The second thing to be done would be to reduce the run-off from the fields south/south west of Escobeck Farm by installing land drainage and ditches, and diverting the run-off into Esco Beck which lies to the west of the farm and these fields. This is obviously going to take the Council longer and involve site visits to assess the slope/contours of the land. If the run-off is channelled via ditches into Esco Beck it is important the Council also enlarge the culvert where Esco Beck travels under the A683 to drain at Crook O’ Lune, this culvert is already too small and is already flooding the two properties nearby during heavy rain.

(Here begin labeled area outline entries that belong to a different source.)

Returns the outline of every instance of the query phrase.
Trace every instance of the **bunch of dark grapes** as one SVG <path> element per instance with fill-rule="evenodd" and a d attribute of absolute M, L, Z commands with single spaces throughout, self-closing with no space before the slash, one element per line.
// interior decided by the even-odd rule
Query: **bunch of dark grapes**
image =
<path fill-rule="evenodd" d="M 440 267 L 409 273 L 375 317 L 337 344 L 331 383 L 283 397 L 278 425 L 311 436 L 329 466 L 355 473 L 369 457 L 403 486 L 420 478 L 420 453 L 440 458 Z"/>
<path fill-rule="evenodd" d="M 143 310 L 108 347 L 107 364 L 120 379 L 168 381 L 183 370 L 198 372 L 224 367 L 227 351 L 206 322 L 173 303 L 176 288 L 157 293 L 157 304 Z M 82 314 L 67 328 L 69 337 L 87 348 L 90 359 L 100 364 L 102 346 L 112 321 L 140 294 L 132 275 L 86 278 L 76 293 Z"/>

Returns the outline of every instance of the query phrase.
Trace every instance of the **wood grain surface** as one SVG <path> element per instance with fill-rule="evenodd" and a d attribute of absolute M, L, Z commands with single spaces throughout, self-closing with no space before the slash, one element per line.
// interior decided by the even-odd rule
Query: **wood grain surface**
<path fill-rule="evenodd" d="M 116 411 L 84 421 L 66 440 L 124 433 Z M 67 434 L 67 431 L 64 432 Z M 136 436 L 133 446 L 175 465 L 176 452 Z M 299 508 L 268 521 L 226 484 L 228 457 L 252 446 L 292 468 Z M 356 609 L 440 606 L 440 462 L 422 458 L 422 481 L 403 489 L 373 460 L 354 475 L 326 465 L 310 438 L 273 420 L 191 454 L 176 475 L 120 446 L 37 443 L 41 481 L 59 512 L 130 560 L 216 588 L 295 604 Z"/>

The road drainage down Quernmore Road, Copy Lane, The Croft and on the A683 outside the Ship Inn could also be assessed for capacity and improved as necessary.
When ringing, you might want to ask for these two points of action to be taken and emphasise that you’re not just reporting it for their stats – tell them there is a problem of flooding they can fix, and you want them to take action to resolve the problem asap – starting with the grid/drain cleaning immediately.
If you have information that might add to the above and help persuade Lancashire Council how urgent it is for them to act in this case, please tell them on the phone number above when you make your report.